T cells are a major component of the adaptive immune system, which forms a kind of memory of the pathogens it reacts to. Some types of T cells can also have an influence on the innate immune system, which reacts to all foreign substances in the same way. T helper cells are known to produce inflammatory molecules called cytokines that can recruit other immune cells to the site of an infection, initiating an immune response. But new research has identified a specific type of T cell - Th17 cells - that release cytokines that affect the innate immune system. The work also revealed how those cytokines are generated. The research has suggested that Th17 could be involved in autoimmune diseases and fungal infections. The findings have been reported in Nature Immunology.
This work has shown that Th17 cells (discussed in the video below) are a subset of T cells that release a cytokine called IL-1α, which is a powerful promoter of inflammation. But this cytokine has previously been shown to be a part of the innate immune system, noted study leader Professor Christina Zielinski, head of the Department of Infection Immunology at Leibniz-HKI.
IL-1α sends a potent signal that the body is under threat; even very tiny amounts of it can cause a fever, added Zielinski. Researchers suspect that IL-1α plays a role in autoimmune diseases such as juvenile rheumatoid arthritis.

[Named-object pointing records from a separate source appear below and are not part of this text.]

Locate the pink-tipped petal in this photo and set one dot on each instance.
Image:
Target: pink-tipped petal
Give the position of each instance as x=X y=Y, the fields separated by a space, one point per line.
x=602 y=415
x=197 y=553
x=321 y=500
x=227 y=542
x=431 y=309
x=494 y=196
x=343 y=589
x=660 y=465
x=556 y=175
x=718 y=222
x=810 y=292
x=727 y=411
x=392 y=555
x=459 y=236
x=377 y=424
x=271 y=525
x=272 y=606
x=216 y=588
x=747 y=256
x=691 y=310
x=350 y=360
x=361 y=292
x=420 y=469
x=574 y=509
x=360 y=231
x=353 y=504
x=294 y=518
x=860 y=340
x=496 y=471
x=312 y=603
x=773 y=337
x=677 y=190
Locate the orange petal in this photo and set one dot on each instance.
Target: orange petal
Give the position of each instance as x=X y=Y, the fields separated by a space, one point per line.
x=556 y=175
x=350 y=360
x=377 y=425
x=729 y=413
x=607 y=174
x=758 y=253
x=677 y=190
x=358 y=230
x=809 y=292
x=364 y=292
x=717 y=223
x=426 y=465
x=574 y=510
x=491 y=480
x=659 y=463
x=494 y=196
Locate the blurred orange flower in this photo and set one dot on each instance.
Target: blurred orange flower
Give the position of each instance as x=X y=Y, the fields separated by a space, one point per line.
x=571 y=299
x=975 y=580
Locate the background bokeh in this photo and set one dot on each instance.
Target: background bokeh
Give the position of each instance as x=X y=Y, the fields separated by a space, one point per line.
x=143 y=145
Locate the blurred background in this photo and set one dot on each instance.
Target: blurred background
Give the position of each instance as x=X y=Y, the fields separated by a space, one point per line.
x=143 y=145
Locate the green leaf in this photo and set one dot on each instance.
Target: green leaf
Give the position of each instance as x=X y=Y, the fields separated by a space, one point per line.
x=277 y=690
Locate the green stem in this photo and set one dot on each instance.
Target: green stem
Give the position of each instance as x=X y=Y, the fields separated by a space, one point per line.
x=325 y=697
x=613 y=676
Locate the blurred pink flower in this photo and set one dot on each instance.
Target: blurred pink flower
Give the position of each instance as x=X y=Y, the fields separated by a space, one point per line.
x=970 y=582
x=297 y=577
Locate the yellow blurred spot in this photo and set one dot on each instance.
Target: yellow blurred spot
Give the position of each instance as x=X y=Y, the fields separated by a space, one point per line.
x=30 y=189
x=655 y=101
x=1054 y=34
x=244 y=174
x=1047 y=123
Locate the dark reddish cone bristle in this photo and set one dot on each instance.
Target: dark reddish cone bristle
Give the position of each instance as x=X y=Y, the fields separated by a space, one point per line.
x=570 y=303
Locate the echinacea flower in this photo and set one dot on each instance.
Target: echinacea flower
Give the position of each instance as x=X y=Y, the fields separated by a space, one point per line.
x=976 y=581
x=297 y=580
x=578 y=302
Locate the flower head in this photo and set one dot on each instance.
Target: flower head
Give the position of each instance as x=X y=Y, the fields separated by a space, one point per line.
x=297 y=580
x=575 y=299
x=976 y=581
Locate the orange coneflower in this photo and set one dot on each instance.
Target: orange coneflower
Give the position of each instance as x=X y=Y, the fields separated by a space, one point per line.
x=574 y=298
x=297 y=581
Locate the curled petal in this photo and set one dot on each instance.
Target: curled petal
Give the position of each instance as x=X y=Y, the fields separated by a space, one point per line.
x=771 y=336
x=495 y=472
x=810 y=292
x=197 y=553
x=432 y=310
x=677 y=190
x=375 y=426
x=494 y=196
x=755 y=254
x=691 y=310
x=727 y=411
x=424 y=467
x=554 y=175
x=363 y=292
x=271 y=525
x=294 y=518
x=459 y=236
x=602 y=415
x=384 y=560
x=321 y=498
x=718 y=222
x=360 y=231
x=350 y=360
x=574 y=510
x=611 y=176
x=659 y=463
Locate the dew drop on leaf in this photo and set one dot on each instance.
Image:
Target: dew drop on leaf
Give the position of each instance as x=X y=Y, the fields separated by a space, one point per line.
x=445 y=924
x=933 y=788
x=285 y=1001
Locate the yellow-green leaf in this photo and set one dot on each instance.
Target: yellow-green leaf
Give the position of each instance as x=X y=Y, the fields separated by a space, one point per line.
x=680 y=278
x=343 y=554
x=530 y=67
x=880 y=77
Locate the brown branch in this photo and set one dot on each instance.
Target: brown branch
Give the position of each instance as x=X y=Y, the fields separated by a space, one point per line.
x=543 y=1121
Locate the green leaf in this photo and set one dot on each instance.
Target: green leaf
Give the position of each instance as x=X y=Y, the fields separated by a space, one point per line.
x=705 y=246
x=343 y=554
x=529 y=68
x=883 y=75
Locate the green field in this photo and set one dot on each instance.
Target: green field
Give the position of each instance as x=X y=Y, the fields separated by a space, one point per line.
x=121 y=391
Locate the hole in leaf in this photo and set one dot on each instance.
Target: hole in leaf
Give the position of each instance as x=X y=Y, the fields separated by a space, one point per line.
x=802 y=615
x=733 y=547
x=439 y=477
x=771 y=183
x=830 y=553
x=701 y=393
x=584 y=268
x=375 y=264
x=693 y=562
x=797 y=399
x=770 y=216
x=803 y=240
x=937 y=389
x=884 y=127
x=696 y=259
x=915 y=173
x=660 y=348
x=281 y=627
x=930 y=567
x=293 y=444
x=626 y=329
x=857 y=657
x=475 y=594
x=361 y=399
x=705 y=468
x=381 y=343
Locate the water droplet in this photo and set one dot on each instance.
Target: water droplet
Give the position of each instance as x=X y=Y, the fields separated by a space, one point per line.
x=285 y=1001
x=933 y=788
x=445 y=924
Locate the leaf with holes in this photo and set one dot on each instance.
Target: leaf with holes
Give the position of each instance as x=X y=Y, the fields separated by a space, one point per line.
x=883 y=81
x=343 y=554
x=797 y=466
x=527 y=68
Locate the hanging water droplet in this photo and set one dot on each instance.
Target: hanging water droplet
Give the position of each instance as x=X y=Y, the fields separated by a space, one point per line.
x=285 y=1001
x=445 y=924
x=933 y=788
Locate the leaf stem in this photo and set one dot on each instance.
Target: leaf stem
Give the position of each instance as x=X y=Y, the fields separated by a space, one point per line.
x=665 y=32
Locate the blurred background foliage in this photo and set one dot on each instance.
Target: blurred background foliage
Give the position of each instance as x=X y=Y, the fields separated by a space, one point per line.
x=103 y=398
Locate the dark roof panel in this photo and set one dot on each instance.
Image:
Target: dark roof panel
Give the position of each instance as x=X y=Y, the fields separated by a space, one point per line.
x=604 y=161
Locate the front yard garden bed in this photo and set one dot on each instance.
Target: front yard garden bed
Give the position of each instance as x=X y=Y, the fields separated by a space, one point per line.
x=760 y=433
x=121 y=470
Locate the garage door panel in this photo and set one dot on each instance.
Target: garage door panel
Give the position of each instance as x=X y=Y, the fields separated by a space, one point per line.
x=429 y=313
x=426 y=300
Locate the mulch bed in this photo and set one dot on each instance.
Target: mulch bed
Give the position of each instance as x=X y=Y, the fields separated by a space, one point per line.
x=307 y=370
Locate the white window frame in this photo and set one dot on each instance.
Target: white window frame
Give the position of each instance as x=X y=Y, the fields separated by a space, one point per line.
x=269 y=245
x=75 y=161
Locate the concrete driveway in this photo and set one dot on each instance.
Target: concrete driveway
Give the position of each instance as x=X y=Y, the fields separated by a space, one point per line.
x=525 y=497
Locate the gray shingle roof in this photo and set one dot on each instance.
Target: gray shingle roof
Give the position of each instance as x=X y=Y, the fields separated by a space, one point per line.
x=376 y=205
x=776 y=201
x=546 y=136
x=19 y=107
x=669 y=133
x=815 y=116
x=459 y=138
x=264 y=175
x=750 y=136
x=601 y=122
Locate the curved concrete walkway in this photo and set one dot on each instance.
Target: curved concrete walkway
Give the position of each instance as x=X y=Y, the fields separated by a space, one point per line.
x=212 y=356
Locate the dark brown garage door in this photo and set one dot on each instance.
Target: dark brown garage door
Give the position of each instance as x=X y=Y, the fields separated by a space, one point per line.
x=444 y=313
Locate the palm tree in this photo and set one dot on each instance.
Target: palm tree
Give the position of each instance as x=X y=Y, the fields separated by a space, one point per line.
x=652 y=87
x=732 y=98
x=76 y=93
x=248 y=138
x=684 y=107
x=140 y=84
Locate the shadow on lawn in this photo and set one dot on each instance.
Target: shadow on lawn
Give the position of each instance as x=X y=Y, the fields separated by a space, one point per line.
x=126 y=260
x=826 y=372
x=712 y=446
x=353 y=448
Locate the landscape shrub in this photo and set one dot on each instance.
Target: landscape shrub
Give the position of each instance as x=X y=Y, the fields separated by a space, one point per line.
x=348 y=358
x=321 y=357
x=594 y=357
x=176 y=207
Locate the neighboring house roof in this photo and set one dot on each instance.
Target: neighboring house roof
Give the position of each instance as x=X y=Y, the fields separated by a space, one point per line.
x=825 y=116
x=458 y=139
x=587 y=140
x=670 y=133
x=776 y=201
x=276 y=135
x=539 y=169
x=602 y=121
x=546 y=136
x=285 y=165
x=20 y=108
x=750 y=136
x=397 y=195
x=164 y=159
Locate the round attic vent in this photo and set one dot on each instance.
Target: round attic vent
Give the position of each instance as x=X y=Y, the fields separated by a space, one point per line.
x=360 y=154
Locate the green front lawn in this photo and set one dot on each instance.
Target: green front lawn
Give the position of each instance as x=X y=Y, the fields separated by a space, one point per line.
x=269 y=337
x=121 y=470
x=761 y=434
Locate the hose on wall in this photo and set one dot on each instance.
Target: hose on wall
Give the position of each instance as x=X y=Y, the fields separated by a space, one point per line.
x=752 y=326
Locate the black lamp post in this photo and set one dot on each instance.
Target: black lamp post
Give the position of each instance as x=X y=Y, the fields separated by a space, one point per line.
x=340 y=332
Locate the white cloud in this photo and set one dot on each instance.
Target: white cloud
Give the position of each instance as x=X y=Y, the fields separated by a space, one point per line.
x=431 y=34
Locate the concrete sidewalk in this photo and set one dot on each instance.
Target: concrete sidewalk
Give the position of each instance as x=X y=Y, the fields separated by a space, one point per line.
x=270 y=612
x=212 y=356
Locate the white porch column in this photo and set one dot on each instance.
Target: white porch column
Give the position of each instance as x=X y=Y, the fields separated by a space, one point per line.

The investigators set out to learn how T cells produce and release IL-1α. They found that these T cells contain a complex known as the inflammasome, and it plays a central role in the process. The inflammasome is a well-known complex, but this is a newly identified role for it.
"Until now, it was unknown that human T cells had such an inflammasome and that it could be repurposed to produce IL-1α," Zielinski said.
Additional work revealed that a molecule called gasdermin E is moving IL-1α out of the Th17 cells. Gasdermin E can form holes in the membranes of cells, and this is a totally novel mode of transport for inflammatory molecules moving out of T cells.
Only certain Th17 cells are actually making IL-1α, however. There are other types of T helper cell types that don't generate the inflammatory cytokine.
Th17 cells are also crucial to fighting fungal infections, Zielinski said. Knowing that, the researchers found that Th17 cells that respond to the pathogenic yeast Candida albicans can secrete IL-1α. The researchers suggested that Th17 cells are probably important to fighting Candida infections
Now the scientists want to know if gasdermin E gets involved when T cells fight other types of infections.